Job Overview
As a Machine Learning Infrastructure Engineer, you will be responsible for building and maintaining the infrastructure that enables the development, deployment, and scaling of machine learning, data, and service pipelines. You will collaborate closely with data scientists and full-stack developers to shape Contextual AI’s machine learning services and systems. Your role will be crucial in ensuring the scalability, reliability, availability, and performance of our RAG 2.0 systems.
What you’ll do:
• Build and productionize ML infrastructure to support state-of-the-art RAG systems using technologies like Terraform, ArgoCD, Kubernetes, and cloud infrastructure providers.
• Design, build, and optimize scalable machine learning infrastructure to support the training, evaluation, and deployment of large language models.
• Instrument, monitor, and optimize the performance and reliability of Contextual AI’s services infrastructure.
• Ensure security best practices are applied to application build pipelines and cloud/SaaS infrastructure.
• Stay updated on the latest trends and best practices in MLOps, security, and AI to continuously optimize RAG infrastructures.
• Work closely with stakeholders to understand business needs and translate them into technical solutions.
• Mentor and guide junior AI engineers and team members, promoting technical excellence and knowledge sharing within the team.
What we’re seeking:
• Education: Master’s degree in Computer Science, Engineering, or a related field (Ph.D. preferred).
• Experience: 5+ years of experience in building highly available, production-grade containerized distributed ML systems.
• Technical Expertise: 5+ years of experience with ML infrastructure technologies such as Kubernetes, GCP, AWS, ArgoCD, Terraform, CloudFormation, infrastructure as code, containerization, SLURM automation, Linux fundamentals, GitHub Actions, and CI/CD.
• Cloud Services: Demonstrated experience in managing cloud-based Kubernetes services.
• Programming Skills: 5+ years of experience in one programming language such as Python, Java, or Go.

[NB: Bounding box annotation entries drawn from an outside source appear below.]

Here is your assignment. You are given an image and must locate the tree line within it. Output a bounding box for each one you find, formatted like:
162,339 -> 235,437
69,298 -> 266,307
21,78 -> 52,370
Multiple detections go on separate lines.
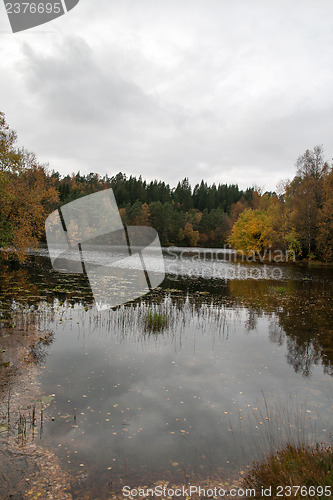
0,113 -> 333,261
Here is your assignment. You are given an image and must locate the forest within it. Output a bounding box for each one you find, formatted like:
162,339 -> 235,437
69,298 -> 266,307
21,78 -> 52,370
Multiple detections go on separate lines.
0,113 -> 333,262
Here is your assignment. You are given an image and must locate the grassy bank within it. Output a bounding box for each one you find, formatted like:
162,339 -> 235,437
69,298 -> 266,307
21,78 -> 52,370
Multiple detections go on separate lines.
243,444 -> 333,498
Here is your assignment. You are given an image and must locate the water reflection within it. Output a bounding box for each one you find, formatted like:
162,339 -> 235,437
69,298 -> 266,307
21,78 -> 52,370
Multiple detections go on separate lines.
0,257 -> 333,497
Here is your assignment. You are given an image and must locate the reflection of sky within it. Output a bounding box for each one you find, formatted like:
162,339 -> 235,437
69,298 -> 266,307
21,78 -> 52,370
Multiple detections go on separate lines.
37,305 -> 331,488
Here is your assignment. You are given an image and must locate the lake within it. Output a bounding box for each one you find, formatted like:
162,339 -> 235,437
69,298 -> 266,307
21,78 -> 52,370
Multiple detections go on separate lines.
0,249 -> 333,498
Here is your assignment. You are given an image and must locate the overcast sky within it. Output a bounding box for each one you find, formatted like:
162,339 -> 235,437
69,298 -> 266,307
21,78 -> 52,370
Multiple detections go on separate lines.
0,0 -> 333,189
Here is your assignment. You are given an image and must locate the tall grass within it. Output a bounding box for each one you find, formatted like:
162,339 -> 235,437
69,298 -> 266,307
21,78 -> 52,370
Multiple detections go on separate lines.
242,444 -> 333,498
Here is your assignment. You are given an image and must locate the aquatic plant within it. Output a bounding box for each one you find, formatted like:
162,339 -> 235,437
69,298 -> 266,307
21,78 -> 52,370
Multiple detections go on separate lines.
243,443 -> 333,498
144,311 -> 168,332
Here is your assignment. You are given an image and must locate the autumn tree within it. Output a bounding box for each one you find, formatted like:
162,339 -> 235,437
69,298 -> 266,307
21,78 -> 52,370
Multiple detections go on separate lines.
228,208 -> 273,255
316,166 -> 333,262
0,113 -> 59,260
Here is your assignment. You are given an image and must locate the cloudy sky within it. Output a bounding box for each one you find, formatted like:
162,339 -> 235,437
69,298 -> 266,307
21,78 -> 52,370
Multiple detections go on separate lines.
0,0 -> 333,189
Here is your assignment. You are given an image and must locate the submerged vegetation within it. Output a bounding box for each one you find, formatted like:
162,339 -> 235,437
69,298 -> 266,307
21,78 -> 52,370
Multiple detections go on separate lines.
145,311 -> 167,333
243,444 -> 333,498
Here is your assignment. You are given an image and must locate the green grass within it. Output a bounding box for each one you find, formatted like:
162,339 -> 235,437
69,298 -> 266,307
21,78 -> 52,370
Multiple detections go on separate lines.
242,444 -> 333,498
145,311 -> 167,332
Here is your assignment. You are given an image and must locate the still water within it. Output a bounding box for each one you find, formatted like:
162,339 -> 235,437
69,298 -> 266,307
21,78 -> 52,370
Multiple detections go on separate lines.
0,251 -> 333,498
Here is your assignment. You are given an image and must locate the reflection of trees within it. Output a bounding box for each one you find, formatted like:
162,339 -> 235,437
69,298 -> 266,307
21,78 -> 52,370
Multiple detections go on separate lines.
229,280 -> 333,376
0,256 -> 93,328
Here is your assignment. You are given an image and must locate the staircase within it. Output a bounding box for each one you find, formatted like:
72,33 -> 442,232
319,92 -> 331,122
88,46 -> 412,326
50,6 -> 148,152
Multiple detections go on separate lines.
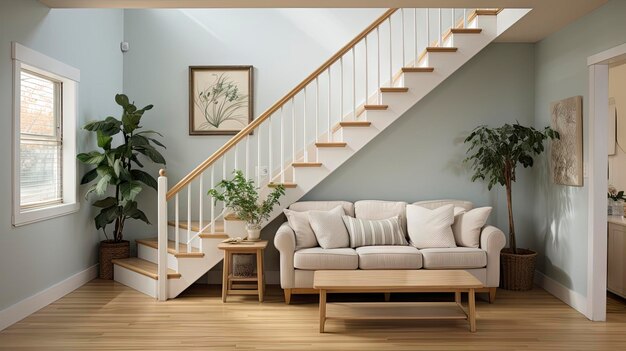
114,9 -> 529,300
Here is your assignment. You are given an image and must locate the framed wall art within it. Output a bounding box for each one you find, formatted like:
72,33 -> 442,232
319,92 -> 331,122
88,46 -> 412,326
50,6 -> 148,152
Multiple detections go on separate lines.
189,66 -> 253,135
550,96 -> 583,186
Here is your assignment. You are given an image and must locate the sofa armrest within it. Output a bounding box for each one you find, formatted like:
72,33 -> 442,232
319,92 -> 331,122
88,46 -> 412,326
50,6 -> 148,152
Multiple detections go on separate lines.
274,222 -> 296,289
480,225 -> 506,288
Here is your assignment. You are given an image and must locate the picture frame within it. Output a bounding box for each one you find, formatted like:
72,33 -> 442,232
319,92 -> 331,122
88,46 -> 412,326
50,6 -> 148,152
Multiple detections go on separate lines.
189,66 -> 254,135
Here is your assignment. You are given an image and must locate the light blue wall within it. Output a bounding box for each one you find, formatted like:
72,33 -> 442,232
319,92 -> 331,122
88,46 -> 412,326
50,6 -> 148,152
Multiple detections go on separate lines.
0,0 -> 124,310
531,0 -> 626,295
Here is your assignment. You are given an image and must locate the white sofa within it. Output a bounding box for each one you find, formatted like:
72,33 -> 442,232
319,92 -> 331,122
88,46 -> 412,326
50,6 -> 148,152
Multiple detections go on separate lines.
274,200 -> 506,303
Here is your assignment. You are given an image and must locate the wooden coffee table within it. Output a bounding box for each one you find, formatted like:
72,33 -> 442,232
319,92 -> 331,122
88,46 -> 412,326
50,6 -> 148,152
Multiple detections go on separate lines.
313,270 -> 483,333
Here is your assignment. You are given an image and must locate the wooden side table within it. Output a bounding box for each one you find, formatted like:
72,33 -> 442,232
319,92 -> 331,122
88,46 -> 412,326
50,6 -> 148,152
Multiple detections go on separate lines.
217,240 -> 267,302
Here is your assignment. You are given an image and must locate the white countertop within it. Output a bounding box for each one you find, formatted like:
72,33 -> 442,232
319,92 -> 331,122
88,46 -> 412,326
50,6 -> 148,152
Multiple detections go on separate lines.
608,216 -> 626,227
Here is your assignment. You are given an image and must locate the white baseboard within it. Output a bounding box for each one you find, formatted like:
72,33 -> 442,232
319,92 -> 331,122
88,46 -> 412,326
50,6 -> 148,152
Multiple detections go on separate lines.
535,271 -> 587,317
204,271 -> 280,285
0,264 -> 98,331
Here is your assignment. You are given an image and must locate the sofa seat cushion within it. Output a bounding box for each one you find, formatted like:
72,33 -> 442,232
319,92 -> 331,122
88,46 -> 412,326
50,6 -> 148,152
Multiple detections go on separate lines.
420,247 -> 487,269
356,246 -> 422,269
293,247 -> 359,270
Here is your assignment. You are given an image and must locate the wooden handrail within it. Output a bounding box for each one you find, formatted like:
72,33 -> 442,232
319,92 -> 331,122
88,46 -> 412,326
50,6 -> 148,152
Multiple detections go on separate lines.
166,8 -> 398,200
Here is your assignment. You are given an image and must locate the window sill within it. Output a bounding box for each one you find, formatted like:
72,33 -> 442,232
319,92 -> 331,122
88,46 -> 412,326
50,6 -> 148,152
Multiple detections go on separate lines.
13,202 -> 80,227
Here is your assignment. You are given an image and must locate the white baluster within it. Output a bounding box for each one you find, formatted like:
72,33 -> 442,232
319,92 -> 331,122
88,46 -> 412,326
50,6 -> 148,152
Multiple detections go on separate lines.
187,184 -> 191,252
339,56 -> 343,121
376,26 -> 382,105
174,193 -> 180,252
328,66 -> 333,143
387,16 -> 393,87
266,115 -> 274,186
413,9 -> 418,67
244,135 -> 250,179
365,35 -> 369,108
197,172 -> 204,252
210,166 -> 215,233
463,9 -> 467,28
352,46 -> 356,121
280,106 -> 285,184
256,126 -> 261,186
437,8 -> 443,46
302,86 -> 309,162
400,9 -> 406,67
291,98 -> 297,162
157,169 -> 168,301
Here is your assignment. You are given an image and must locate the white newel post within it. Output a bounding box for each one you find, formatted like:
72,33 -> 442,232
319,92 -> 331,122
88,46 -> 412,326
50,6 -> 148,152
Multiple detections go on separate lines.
157,169 -> 167,301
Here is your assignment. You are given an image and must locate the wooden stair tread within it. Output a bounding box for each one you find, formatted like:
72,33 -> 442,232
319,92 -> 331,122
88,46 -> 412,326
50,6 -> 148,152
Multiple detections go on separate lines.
291,162 -> 322,167
402,67 -> 435,73
167,220 -> 224,234
267,183 -> 298,189
380,87 -> 409,93
363,105 -> 389,111
426,46 -> 459,52
135,238 -> 204,258
315,143 -> 348,147
451,28 -> 483,34
111,257 -> 180,280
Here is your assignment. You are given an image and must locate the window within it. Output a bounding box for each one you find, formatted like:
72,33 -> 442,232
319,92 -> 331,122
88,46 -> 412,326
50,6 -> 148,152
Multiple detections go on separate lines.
13,43 -> 80,226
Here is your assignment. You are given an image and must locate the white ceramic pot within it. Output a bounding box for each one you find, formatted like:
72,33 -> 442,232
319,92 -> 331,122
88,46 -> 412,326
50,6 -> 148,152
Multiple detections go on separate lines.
246,223 -> 261,241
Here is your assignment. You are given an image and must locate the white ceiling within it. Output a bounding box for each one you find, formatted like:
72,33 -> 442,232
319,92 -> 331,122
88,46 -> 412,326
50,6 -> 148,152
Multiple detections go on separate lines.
40,0 -> 608,43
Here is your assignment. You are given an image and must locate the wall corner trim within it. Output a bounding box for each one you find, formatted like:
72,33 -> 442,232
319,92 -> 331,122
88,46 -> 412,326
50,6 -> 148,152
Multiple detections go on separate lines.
535,271 -> 590,318
0,264 -> 98,331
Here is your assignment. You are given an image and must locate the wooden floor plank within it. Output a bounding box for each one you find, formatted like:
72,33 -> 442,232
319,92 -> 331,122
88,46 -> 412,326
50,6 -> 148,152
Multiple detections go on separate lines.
0,280 -> 626,351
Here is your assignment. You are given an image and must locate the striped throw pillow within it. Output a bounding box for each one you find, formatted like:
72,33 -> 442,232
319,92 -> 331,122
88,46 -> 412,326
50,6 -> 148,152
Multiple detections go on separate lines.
342,216 -> 408,248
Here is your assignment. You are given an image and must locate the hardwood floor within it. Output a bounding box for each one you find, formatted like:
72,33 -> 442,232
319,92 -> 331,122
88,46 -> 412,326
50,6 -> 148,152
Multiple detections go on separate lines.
0,280 -> 626,351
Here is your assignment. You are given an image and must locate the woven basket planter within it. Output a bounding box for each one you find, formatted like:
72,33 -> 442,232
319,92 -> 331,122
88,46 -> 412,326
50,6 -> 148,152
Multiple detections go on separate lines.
100,240 -> 130,280
500,249 -> 537,291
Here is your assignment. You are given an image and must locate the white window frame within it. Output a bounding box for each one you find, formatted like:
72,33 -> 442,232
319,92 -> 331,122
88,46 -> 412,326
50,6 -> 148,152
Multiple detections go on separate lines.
12,42 -> 80,226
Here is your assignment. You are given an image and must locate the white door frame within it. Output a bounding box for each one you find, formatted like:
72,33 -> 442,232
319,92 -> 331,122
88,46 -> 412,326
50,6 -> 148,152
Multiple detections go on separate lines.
585,44 -> 626,321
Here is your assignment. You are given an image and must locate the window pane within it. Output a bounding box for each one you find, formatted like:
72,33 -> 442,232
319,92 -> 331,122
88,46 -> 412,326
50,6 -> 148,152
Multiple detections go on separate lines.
20,71 -> 58,137
20,139 -> 62,207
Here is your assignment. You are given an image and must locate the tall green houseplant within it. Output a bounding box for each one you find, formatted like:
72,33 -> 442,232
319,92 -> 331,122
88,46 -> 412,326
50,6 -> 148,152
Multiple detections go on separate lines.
465,123 -> 559,254
77,94 -> 165,242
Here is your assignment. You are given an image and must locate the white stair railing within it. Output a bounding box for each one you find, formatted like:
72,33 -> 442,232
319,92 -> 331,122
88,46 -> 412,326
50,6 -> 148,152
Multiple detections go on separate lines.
158,8 -> 497,294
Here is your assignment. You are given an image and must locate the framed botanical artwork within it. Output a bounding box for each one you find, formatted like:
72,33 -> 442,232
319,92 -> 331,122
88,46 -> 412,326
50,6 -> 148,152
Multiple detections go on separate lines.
189,66 -> 253,135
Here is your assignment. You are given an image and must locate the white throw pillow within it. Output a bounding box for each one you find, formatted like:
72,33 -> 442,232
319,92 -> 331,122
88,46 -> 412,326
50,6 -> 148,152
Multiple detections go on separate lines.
452,207 -> 491,247
406,204 -> 456,249
309,206 -> 350,249
283,210 -> 317,251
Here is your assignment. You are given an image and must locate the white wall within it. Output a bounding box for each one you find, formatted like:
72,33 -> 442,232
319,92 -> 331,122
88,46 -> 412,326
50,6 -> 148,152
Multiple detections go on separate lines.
0,0 -> 124,311
609,64 -> 626,190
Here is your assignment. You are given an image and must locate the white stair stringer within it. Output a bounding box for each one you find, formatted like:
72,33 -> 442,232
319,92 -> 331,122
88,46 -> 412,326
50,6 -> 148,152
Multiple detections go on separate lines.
114,9 -> 530,298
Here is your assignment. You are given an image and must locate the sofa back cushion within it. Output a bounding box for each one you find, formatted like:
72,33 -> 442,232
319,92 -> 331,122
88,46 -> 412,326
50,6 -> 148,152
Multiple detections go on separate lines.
353,200 -> 407,234
289,201 -> 354,217
413,199 -> 474,211
343,216 -> 409,248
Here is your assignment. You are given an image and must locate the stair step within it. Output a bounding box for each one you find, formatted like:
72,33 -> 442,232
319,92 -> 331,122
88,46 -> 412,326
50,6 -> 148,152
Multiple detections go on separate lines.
167,220 -> 228,239
426,46 -> 459,52
135,238 -> 204,258
363,105 -> 389,111
111,257 -> 180,280
267,183 -> 298,189
402,67 -> 435,73
315,143 -> 348,147
291,162 -> 322,167
380,87 -> 409,93
452,28 -> 483,34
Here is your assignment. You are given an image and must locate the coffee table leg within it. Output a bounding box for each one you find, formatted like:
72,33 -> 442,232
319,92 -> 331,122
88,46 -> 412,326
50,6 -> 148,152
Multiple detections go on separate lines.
468,289 -> 476,333
320,289 -> 326,333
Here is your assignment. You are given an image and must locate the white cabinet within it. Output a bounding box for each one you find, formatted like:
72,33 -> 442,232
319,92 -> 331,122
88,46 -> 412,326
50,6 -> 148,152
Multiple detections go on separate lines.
607,222 -> 626,298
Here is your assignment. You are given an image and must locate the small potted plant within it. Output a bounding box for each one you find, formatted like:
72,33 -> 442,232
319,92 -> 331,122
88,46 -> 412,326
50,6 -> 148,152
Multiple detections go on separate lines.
77,94 -> 165,279
208,170 -> 285,241
465,123 -> 559,290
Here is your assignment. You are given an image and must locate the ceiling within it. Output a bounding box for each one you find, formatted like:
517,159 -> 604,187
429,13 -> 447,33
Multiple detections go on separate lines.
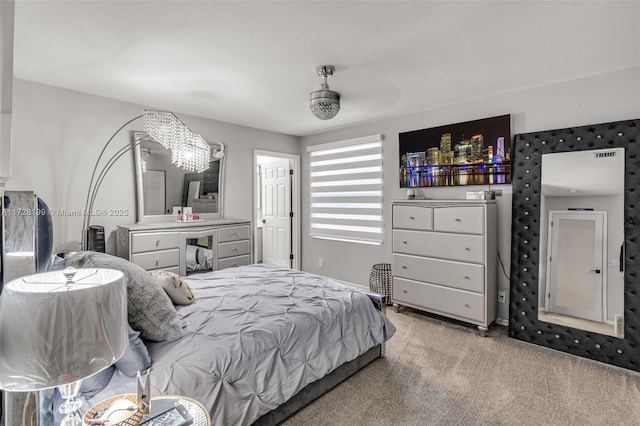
11,0 -> 640,136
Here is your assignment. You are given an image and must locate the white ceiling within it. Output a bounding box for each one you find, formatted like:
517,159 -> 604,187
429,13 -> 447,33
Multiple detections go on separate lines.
11,0 -> 640,135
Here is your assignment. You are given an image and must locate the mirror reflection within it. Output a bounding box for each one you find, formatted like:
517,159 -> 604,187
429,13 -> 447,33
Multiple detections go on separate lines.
134,132 -> 224,222
538,148 -> 624,338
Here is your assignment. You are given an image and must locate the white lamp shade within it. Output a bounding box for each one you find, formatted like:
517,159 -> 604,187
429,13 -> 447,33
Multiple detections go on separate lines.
0,268 -> 128,392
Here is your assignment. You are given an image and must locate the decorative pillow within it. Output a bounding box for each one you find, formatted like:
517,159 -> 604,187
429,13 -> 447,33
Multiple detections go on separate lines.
150,271 -> 195,305
114,326 -> 151,377
65,252 -> 183,342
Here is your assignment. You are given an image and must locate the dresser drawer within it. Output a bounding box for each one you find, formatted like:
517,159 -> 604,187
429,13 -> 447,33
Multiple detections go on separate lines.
393,205 -> 433,231
149,266 -> 180,275
218,255 -> 249,269
131,232 -> 180,253
131,249 -> 180,270
392,277 -> 485,322
393,254 -> 484,293
393,229 -> 484,263
218,240 -> 249,259
433,206 -> 484,234
218,225 -> 249,243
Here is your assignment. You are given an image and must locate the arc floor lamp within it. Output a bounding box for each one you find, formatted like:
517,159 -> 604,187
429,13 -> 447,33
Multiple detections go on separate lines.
82,110 -> 212,250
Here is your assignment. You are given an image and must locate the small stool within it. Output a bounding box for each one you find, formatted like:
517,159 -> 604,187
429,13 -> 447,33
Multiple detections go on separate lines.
369,263 -> 393,306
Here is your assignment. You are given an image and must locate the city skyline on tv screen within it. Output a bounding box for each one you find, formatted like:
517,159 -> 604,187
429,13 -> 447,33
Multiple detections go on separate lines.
399,114 -> 511,188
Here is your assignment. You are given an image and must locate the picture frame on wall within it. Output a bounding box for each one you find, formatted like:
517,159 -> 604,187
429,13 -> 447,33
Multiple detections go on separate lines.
398,114 -> 512,188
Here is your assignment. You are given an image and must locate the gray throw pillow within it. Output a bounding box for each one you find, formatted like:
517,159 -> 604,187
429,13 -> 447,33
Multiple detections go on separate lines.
115,326 -> 151,377
65,251 -> 183,342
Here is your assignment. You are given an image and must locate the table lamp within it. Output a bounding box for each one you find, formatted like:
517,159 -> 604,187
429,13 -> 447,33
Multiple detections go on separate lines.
0,268 -> 128,426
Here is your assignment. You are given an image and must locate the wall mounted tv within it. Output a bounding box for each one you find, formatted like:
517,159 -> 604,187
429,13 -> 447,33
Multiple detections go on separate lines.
399,114 -> 511,188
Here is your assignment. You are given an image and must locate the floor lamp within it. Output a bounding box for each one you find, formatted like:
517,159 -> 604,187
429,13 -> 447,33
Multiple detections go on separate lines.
82,110 -> 211,250
0,268 -> 129,426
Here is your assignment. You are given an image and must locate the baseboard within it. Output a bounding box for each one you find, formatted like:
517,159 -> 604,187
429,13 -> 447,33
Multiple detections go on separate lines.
496,318 -> 509,327
332,278 -> 371,291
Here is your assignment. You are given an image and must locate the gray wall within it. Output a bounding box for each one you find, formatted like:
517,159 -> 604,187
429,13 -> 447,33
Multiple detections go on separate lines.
302,68 -> 640,319
6,80 -> 300,253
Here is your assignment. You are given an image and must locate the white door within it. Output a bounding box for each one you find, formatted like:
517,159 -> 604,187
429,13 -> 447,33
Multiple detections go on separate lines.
143,170 -> 165,215
260,159 -> 292,268
547,210 -> 607,322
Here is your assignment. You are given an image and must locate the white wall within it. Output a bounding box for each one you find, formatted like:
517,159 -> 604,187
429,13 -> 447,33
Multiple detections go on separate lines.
6,80 -> 300,253
302,68 -> 640,319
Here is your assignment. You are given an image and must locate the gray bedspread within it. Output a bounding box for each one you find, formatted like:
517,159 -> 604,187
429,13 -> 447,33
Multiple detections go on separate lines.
87,265 -> 395,425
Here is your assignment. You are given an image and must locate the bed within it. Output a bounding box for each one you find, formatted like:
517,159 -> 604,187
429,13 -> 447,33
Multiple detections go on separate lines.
62,265 -> 395,425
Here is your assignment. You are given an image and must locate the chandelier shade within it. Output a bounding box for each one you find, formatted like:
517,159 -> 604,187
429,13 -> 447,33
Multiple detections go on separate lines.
309,65 -> 340,120
143,110 -> 211,173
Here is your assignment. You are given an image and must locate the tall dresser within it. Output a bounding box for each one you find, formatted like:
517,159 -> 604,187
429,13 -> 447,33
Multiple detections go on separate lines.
116,219 -> 253,276
391,200 -> 498,336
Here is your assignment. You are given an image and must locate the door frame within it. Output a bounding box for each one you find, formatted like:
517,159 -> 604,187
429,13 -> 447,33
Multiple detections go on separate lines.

• Machine Learning Knowledge: Familiarity with key concepts in machine learning, natural language processing, and computer vision.
• Data Skills: Familiarity with data preprocessing, feature engineering, and data visualization.
• HPC Experience: Familiarity with large GPU clusters and high-performance computing/networking.
• Leadership: Experience in mentoring and growing junior engineers into successful leaders.
• Communication: Excellent communication and collaboration skills, with the ability to work effectively in a fast-paced and dynamic environment.
If you are passionate about building and optimizing ML infrastructure to power cutting-edge AI solutions, we’d love to have you on our team.
Location: Mountain View, CA
Salary Range for California Based Applicants: $140,000 - $300,000 + equity + benefits (actual compensation will be determined based on experience, location, and other factors permitted by law).
Equal Opportunity
Contextual AI is an equal opportunity employer and complies with all applicable federal, state, and local fair employment practices laws. All qualified applicants will receive consideration for employment without regard to race, color, religion, national origin, ancestry, sex, sexual orientation, gender, gender expression, gender identity, genetic information or characteristics, physical or mental disability, marital/domestic partner status, age, military/veteran status, medical condition, or any other characteristic protected by law.